Маша поежилась, закутала горло мехом воротника, повела на Звягина непонимающими глазами. Звягин, все помешивая ложечкой кофе, бодро поймал ее вопросительный взгляд, яркий от волнения, и заговорил вроде бы полушутя:
– Можно ли считать себя правдолюбцем, если прийти гостем в дом матери и ни с того ни с сего сказать ей, что любимый сын ее глуп? Или громко заявить женщине при людях, что у нее порваны чулки? Это значит ходить вокруг людей с видом врача, приставленного к умалишенным. Похоже?
– Господин Звягин быстро, быстро! Встать, парижане, встать, приготовиться к посадке! Машенька, застегнуться на все пуговицы, бойтесь сырости при выходе на аэродром! Мы летим, Григорий Михайлович, коробки с фильмом погружены в самолет – проверила! Туман рассеивается, через пять минут объявят наш рейс!
Директор группы подошла к столику, запыхавшись, с распаренным от делового возбуждения лицом, в распахнутом по-мужски пальто, и Звягин быстро сказал: «Ну, вот и отлично», – и с облегчением прикоснулся к локтю Маши, она же взволнованно начала застегивать шубку, а когда, прощаясь, я пожал ее руку, эти слабые, мнилось, лишенные жизни пальчики ответили мне. А Журавлев живо поднялся и, сгибая голову в изысканном поклоне, сверхкорректно простился с Машей и Звягиным, после чего сел, заложив ногу за ногу, выказывая прохладное бесстрастие.
Злясь на эту его игру, я пошел проводить Звягина в зал ожидания, и он, перекинув плащ через плечо, как-то обрадованно полуобнял меня, когда мы выходили из бара.
– Простите, Григорий Михайлович, вы мне Машу не представили, а я постеснялся спросить. Она – ваша жена? – спросил я, мучимый любопытством, глядя на раскачивающуюся впереди длинную заячью шубку. – Вы женились?
– Просто ангельский подарок, – проговорил грустно Звягин – Наверное, это покажется вам сентиментальностью, но судьба, воистину послала ее мне… Она училась в Щепкинском. Потом два года тяжко болела. Странно – в наше время туберкулез. Да, я женат на ней. Вы посмотрите ее на экране. Она прекрасна! – Звягин помолчал и, озадаченно хмурясь, оглянулся в сторону бара. – А вообще – что это творится с вашим попутчиком? Почему так въерошился на меня?

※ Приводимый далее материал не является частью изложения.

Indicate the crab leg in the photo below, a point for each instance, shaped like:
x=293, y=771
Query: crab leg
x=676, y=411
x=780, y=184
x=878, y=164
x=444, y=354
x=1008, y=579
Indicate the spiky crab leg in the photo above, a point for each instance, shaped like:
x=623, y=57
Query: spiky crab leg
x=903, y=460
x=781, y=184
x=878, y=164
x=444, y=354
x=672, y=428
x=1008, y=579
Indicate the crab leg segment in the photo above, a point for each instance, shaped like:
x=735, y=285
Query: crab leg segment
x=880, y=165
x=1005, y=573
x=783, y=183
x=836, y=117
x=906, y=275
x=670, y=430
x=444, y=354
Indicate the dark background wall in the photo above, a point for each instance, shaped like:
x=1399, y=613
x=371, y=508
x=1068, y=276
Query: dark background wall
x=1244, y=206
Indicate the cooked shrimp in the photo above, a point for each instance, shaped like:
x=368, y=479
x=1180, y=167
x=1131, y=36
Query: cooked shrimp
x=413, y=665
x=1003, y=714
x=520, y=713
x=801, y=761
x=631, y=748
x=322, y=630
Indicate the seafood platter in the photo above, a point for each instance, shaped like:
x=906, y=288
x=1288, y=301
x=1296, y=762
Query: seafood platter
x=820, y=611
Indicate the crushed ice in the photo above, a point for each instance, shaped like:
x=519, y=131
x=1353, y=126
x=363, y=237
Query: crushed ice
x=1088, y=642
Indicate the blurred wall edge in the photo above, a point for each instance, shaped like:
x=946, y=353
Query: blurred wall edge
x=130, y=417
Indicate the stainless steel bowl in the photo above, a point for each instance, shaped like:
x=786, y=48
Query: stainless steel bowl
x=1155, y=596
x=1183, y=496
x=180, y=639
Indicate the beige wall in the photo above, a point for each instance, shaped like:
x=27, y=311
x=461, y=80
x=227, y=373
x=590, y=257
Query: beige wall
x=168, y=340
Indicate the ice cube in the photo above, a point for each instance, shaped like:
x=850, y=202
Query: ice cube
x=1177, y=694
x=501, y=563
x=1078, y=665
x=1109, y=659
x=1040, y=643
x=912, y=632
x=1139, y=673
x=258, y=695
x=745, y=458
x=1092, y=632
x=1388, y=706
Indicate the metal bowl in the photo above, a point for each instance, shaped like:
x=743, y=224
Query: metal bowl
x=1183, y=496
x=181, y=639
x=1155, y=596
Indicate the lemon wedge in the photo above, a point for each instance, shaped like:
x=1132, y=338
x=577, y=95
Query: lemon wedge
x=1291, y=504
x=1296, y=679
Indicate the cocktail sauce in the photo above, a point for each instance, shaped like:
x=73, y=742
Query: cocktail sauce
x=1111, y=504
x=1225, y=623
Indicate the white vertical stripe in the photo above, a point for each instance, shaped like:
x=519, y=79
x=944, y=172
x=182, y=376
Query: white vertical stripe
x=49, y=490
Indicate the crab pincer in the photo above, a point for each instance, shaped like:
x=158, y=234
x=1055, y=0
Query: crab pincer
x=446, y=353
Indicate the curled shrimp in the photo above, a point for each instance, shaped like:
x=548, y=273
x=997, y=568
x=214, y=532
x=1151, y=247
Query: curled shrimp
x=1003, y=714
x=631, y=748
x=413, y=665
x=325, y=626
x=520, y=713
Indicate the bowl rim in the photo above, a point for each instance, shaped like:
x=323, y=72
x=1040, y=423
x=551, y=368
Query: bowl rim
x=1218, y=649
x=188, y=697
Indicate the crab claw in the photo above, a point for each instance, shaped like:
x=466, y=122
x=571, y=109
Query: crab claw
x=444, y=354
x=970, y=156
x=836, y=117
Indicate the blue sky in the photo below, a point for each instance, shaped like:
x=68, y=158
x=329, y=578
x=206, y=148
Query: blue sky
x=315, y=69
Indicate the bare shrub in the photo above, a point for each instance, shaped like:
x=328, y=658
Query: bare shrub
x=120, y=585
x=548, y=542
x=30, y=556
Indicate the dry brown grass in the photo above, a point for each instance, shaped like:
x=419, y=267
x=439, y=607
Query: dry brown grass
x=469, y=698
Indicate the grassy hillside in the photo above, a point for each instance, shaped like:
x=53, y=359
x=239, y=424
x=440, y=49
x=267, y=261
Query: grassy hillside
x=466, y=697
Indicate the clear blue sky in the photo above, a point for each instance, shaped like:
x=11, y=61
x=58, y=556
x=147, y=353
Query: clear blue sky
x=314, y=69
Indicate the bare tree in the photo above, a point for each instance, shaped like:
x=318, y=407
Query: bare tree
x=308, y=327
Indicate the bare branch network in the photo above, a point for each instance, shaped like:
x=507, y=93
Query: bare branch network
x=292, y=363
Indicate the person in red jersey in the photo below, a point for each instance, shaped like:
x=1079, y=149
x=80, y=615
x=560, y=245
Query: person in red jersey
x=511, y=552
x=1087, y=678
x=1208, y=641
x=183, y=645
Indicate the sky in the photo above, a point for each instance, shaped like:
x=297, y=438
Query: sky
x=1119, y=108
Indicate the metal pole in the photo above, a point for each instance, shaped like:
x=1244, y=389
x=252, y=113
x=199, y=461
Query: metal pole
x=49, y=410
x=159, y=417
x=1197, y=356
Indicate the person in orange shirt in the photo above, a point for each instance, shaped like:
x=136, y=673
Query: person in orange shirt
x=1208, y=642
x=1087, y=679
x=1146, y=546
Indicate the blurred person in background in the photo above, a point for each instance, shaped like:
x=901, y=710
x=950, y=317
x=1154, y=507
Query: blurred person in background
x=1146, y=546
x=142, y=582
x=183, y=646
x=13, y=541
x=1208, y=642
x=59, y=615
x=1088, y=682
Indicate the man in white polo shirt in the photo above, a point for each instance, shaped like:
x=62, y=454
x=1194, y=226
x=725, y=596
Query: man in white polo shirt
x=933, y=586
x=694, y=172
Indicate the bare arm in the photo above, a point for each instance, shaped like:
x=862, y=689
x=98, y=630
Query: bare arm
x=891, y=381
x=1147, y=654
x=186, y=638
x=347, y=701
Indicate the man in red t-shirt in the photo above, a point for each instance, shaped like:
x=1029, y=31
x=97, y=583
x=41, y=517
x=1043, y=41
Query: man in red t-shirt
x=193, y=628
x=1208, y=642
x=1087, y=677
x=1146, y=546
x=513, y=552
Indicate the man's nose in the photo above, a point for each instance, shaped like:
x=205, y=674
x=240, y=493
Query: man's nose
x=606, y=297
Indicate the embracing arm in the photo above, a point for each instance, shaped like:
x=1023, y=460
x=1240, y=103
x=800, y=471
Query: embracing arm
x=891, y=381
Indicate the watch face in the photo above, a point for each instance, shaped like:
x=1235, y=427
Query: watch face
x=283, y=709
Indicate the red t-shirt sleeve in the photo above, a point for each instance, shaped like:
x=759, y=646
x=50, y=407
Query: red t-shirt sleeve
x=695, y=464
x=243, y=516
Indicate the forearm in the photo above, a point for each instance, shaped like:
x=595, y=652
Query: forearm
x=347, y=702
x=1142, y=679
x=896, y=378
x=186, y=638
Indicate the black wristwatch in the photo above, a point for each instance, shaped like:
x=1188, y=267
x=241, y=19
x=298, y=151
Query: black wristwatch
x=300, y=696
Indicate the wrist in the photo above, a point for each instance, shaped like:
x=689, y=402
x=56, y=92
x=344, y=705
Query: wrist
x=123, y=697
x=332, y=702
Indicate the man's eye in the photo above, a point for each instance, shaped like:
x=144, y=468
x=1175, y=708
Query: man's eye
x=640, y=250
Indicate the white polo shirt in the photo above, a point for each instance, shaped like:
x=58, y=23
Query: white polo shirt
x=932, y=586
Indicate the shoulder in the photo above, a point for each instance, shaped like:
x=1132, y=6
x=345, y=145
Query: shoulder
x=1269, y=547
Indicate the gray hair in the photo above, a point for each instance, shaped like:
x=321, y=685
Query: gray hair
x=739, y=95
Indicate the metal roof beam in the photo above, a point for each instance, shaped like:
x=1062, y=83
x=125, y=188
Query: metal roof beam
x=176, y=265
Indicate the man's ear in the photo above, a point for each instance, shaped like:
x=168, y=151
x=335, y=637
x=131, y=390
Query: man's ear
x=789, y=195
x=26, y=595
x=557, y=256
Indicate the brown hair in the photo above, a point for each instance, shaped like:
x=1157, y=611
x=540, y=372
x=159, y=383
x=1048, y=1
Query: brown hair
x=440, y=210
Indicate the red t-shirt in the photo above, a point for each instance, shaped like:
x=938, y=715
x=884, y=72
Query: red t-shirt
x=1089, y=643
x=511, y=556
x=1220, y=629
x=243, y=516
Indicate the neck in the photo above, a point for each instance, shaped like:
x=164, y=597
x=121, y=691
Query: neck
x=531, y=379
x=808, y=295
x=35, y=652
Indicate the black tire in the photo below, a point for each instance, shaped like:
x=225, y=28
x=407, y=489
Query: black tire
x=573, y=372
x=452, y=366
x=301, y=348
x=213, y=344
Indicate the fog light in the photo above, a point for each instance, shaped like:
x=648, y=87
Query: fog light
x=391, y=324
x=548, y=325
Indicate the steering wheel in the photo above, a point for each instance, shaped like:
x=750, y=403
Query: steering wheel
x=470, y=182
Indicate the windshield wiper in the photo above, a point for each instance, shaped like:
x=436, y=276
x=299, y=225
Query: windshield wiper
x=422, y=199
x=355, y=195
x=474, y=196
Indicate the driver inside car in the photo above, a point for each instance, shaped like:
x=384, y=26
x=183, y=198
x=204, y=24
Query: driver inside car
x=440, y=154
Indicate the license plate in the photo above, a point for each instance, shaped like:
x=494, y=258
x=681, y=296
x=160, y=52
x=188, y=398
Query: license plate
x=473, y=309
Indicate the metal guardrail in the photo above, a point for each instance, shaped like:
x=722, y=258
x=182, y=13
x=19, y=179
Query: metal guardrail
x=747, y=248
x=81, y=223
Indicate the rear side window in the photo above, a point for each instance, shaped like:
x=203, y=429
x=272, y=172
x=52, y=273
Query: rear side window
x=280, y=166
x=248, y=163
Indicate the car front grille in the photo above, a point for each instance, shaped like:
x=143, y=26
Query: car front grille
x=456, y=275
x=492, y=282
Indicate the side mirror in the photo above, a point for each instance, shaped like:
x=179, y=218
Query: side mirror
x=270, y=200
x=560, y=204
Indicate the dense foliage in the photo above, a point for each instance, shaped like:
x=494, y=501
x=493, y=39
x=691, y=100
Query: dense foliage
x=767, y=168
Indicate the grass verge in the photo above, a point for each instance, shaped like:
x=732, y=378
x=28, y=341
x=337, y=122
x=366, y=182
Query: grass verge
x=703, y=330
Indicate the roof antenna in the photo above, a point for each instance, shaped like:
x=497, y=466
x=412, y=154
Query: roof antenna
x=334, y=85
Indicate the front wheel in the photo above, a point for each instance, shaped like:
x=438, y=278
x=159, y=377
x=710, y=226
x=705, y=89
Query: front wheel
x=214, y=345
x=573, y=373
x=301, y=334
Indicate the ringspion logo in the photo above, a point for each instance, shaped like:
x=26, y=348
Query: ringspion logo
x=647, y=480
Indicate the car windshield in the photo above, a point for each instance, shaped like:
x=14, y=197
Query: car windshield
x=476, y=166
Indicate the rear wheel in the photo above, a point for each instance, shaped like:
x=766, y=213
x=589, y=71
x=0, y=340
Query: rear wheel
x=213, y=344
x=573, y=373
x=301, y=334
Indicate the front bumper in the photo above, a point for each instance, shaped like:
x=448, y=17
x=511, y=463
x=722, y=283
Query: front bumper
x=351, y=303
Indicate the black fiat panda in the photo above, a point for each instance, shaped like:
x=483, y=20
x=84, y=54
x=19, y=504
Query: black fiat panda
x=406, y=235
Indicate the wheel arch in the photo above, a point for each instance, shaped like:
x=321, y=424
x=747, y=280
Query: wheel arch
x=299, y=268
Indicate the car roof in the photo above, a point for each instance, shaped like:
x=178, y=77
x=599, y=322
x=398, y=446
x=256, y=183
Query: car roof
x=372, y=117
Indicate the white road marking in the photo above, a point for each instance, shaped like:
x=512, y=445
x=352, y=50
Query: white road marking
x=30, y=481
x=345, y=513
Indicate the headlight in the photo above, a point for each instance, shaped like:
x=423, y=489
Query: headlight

Я вернулся в бар, по-прежнему тесно заполненный пассажирами международных рейсов, по-прежнему душный от смешанных запахов кофе, сигаретного дыма, духов, и протиснулся к своему столику меж кресел, возле которых всюду стояли портфели, дорожные сумки. Журавлев сидел все в той же позе (нога закинута за ногу), глаза закрыты, лицо несколько сморщено какой-то мыслью, пальцы потирали виски, он дышал носом, будто успокаивая сердцебиение. На столике я увидел две налитые рюмки: пока я провожал Звягина, он заказал еще коньяку.
Я сел напротив, удивленный выражением лица Журавлева, и он чутко приоткрыл глаза, настороженно вспыхнувшие и мигом погасшие, затем взял рюмку, сказал высоким голосом:
– По последней. Знаете за что?
– За что? За изменчивость вашего настроения?
– Не изображайте, ради Бога, сестру милосердия. Не к чему! – недобро понизил голос Журавлев и, морщась, сильно ударил рюмкой о мою рюмку. – За женщин, без которых мы, мужики, полнейшие обезьяны! За все благословенные ночи, когда они нас терпели! За вашу жену, за мою, за эту вот наивненькую, ангелоподобную Машеньку! Адам и Ева, будь вы прокляты в своем соитии! Выпьем за эту проклятую правду плюса и минуса, которой, в общем-то, никогда не бывает.
– Не бывает?
– А вы так уж счастливы?
Он жадно опрокинул в некрасиво раскрытый рот рюмку, опять помассажировал, потер виски. А я почему-то вспомнил жену Журавлева, маленькую, с круглым всегда обтянутым вертлявым задом, всю нервно наэлектризованную, похожую на цыганку смуглостью кожи, глазами, неизменно наркотическим блеском, – в ее фигуре было что-то обворожительно-притягательное, и было нечто отталкивающее в ее лице, в птичьем, островатом подбородке. Детей у них не было, семейная жизнь полностью скрыта от посторонних, но говорили, что порой они жили на разных квартирах – так хотела она, постоянно окруженная энергичными плоскогрудыми приятельницами из околотеатрального мира или молодыми людьми с узкими талиями, поэтому мне не раз казалось, что Журавлев не вполне счастлив, или сам хотел такой жизни.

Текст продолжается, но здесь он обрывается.